How to calculate number of trainable parameters?
Neural network can approximate wide variaty of functions when given “correct” parameters (weights). These parameters are trainable, we can adjust them to change results of neural net. The bigger network the more trainable parameters we can adjust in training process.
Universal approximation theorems imply that neural networks can represent a wide variety of interesting functions when given appropriate weights. Source
We will be calculating trainable parameters by hand so get some paper and pencil before we start. Every ML framework can calculate this for you, but how do they do that?

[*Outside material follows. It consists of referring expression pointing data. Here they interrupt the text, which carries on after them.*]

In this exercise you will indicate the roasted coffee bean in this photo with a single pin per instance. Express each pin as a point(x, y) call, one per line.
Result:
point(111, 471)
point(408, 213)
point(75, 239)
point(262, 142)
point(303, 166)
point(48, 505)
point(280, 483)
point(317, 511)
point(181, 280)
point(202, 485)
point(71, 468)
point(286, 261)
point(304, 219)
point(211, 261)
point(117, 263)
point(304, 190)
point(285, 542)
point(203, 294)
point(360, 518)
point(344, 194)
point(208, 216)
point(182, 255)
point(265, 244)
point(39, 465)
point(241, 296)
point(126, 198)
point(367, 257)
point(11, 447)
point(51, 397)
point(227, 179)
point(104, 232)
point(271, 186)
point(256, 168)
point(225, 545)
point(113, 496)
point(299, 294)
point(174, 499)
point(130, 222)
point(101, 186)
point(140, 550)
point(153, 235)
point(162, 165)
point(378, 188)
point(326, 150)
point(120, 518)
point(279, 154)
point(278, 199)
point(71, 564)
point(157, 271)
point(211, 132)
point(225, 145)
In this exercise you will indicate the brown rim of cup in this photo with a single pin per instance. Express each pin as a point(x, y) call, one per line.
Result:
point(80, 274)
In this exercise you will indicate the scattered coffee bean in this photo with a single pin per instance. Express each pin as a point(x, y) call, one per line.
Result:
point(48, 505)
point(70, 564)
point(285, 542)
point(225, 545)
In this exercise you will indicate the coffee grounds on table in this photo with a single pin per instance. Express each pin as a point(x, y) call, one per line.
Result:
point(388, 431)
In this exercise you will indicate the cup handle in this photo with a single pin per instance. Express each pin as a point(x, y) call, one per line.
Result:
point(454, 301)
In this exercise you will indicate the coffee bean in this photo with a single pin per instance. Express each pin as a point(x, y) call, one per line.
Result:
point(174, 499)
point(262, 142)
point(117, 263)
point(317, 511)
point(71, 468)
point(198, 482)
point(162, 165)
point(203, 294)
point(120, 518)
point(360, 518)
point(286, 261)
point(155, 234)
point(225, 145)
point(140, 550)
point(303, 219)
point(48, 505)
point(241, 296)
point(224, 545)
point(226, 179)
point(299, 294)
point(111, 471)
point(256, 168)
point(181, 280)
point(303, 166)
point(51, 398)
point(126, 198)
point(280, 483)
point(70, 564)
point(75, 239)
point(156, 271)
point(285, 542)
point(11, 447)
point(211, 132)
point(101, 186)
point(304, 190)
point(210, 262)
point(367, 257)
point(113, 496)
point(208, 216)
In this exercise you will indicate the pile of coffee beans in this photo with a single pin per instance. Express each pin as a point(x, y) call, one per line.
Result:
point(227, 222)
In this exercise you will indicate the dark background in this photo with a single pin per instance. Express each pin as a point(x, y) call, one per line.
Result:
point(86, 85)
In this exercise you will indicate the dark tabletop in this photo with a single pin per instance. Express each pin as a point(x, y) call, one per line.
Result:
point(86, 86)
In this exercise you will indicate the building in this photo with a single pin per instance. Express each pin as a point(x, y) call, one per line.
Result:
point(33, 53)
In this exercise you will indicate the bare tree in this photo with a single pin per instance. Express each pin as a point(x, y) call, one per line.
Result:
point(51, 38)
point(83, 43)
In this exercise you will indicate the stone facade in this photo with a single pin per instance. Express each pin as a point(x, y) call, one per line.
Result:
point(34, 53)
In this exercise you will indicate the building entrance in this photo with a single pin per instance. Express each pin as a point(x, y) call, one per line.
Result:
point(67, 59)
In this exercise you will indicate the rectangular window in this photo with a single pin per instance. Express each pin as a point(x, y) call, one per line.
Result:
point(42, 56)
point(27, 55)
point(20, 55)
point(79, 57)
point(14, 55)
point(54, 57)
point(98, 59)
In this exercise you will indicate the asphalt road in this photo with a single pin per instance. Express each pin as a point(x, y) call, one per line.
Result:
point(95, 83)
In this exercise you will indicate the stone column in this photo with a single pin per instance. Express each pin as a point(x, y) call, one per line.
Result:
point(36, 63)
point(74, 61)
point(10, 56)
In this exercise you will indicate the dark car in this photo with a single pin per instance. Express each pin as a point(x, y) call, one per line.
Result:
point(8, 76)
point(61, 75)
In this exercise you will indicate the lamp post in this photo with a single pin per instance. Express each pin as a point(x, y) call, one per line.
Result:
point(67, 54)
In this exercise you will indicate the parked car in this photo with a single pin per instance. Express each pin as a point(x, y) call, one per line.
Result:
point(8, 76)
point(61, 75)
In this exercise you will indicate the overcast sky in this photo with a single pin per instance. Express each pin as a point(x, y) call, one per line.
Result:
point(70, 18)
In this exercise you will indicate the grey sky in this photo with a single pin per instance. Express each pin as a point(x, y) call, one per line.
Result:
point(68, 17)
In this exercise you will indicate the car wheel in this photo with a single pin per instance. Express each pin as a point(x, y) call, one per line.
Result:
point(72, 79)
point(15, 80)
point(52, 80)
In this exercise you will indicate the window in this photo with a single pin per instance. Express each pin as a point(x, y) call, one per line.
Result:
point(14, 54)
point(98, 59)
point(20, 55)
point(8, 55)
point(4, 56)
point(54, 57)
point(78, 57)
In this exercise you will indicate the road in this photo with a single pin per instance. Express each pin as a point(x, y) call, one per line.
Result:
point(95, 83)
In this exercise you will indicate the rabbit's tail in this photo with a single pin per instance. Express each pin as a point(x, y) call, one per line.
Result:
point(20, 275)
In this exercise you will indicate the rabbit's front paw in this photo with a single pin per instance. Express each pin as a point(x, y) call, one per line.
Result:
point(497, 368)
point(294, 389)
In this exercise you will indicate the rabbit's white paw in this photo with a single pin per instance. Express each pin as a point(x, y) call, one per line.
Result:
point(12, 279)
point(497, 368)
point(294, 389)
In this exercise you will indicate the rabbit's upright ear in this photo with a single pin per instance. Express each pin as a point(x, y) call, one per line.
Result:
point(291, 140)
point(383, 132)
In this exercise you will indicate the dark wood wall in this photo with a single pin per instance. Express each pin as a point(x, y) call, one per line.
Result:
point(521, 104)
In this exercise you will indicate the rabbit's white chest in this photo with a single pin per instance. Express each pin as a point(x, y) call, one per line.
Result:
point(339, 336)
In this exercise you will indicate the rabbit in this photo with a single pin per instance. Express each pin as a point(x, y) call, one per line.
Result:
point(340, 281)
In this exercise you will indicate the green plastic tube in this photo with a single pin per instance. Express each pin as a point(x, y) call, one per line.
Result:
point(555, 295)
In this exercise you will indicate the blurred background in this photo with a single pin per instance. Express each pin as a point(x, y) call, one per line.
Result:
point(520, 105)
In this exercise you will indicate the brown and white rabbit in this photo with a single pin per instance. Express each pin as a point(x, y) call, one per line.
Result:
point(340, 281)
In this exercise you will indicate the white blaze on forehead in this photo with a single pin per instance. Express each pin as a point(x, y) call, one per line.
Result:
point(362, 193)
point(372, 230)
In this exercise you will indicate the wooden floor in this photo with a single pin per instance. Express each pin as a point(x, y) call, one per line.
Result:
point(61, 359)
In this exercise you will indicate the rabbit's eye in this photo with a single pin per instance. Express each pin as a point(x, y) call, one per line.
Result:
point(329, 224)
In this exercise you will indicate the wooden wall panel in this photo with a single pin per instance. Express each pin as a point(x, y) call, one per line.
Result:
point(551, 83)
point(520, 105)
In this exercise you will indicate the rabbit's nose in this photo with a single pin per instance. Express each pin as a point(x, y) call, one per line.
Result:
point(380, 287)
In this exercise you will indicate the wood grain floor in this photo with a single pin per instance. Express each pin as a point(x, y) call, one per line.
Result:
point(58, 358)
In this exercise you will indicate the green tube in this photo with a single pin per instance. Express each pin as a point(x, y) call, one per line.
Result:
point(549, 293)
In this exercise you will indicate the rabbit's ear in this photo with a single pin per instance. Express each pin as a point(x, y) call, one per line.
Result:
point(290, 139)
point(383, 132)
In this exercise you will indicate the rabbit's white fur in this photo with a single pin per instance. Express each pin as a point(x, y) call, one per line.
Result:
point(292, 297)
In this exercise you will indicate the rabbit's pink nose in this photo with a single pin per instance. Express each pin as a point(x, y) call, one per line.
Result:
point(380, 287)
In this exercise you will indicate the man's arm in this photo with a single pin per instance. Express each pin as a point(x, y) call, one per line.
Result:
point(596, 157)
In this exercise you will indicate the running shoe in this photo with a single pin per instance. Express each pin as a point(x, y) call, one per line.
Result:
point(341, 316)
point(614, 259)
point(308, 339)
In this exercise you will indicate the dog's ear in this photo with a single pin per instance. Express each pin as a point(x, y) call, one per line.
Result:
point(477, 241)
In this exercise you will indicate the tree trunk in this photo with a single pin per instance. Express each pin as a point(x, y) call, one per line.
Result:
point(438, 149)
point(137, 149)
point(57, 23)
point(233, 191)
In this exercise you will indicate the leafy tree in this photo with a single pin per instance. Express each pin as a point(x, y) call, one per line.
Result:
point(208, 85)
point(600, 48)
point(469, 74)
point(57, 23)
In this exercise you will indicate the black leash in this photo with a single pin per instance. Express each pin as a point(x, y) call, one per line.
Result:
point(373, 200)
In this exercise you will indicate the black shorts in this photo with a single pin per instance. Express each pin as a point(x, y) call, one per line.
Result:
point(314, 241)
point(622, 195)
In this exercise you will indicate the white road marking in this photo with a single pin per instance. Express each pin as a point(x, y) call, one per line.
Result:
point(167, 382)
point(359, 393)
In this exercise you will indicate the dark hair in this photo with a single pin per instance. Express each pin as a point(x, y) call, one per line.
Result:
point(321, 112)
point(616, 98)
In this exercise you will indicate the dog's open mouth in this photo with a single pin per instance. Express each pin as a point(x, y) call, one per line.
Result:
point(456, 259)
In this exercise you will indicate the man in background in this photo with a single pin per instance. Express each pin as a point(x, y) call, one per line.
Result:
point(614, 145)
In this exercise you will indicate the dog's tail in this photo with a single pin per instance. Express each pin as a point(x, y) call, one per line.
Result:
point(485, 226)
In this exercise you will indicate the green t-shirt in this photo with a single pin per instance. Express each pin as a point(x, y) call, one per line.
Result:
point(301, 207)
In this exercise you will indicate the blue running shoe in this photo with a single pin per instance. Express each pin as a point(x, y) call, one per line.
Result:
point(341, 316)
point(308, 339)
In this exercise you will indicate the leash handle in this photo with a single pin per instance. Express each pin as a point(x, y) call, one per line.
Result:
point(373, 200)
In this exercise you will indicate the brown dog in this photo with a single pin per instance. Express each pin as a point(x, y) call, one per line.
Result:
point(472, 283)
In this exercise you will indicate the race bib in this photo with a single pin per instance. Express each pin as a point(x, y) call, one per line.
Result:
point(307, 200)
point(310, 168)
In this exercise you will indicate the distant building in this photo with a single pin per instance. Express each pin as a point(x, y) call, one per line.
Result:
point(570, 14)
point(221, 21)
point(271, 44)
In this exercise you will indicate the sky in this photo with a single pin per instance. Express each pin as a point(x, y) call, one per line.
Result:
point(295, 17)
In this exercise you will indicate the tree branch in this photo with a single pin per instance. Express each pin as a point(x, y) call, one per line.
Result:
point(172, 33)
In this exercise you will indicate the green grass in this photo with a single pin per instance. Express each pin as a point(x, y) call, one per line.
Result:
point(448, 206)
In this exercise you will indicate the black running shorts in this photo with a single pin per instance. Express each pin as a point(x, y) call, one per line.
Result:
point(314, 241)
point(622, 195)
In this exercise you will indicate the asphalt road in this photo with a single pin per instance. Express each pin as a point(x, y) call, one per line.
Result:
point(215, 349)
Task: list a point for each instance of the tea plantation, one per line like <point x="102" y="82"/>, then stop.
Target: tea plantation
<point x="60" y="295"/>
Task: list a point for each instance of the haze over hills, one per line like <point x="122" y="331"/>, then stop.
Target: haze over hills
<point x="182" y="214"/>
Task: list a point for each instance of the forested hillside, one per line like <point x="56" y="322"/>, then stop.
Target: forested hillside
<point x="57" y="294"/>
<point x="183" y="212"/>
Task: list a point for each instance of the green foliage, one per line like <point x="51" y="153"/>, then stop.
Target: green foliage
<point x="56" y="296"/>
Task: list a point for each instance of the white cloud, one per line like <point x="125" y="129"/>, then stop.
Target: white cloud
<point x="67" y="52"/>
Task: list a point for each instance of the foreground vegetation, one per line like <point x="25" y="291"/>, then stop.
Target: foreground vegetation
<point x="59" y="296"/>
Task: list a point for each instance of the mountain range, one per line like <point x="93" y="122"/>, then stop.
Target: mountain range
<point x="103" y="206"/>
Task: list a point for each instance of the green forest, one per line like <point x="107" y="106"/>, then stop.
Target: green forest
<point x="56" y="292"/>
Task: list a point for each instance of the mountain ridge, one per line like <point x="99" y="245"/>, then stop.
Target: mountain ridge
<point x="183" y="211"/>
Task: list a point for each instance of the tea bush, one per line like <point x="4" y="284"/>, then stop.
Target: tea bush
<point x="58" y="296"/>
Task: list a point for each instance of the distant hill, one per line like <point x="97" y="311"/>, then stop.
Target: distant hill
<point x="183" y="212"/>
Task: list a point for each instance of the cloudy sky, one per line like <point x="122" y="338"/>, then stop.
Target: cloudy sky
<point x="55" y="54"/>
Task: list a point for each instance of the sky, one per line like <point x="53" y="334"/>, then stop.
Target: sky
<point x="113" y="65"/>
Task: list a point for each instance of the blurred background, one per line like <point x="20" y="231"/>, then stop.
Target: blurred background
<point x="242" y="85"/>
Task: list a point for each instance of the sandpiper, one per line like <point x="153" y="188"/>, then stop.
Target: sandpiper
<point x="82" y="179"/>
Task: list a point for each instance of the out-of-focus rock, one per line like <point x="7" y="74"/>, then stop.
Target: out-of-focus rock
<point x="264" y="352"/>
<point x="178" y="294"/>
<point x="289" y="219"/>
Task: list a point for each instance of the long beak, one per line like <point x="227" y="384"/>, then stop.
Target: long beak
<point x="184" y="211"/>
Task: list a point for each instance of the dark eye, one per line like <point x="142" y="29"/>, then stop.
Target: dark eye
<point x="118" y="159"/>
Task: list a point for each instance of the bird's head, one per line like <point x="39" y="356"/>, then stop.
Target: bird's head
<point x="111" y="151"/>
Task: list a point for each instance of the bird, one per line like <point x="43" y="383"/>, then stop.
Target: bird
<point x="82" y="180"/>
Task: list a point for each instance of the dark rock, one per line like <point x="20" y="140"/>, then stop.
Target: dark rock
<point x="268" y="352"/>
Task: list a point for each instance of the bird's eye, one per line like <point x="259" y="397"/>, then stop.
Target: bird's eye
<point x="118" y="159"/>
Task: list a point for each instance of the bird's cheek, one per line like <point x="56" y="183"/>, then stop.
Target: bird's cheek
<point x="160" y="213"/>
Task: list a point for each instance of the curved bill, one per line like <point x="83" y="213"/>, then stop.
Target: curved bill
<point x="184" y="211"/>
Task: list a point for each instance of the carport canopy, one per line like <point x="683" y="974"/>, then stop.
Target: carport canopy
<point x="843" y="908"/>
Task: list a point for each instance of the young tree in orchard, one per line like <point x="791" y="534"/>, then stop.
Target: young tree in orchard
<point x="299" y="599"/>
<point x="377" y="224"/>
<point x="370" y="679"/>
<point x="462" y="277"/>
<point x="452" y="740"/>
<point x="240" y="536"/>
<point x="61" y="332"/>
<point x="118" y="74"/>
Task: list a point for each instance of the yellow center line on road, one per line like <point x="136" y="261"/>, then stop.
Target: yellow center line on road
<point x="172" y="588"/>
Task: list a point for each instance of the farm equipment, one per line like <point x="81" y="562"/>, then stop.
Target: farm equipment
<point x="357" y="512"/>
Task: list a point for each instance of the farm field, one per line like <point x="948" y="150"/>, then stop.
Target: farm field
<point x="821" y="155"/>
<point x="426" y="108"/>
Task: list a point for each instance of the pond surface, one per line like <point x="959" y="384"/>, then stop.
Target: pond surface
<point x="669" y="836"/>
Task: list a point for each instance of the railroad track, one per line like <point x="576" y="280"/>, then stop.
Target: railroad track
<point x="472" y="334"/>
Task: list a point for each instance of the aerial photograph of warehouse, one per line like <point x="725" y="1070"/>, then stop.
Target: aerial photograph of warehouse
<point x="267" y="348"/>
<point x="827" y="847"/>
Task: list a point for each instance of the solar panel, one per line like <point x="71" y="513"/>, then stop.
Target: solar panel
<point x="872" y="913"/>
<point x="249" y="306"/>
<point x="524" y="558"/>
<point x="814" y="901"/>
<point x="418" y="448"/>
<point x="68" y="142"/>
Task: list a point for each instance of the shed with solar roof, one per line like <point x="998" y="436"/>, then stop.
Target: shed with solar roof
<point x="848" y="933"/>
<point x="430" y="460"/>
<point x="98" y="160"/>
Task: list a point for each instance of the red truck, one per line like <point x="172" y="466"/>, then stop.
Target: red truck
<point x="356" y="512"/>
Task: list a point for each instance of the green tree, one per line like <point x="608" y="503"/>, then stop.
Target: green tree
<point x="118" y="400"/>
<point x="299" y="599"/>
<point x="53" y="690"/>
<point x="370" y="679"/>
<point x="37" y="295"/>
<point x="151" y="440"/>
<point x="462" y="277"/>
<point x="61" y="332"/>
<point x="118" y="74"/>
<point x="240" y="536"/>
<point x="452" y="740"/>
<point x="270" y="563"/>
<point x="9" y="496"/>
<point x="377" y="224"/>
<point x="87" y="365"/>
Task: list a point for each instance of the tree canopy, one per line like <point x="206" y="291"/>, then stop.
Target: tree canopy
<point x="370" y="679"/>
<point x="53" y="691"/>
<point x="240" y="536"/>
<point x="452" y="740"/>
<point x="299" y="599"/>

Calculating trainable params
At first we need some example net. We will use real pytorch code to get an idea what out neural net look like; see Fig 1.
class Net(nn.Module):
def __init__(self):
super(Net, self).__init__()
self.conv1 = nn.Conv2d(1, 6, 5)
self.conv2 = nn.Conv2d(6, 16, 5)
self.fc1 = nn.Linear(400, 120)
self.fc2 = nn.Linear(120, 84)
self.fc3 = nn.Linear(84, 10)
As you can see we don’t care if there is max pooling or what activation function is. Max pooling reduce dimensionality of tensors feature maps, but do not add trainable parameters.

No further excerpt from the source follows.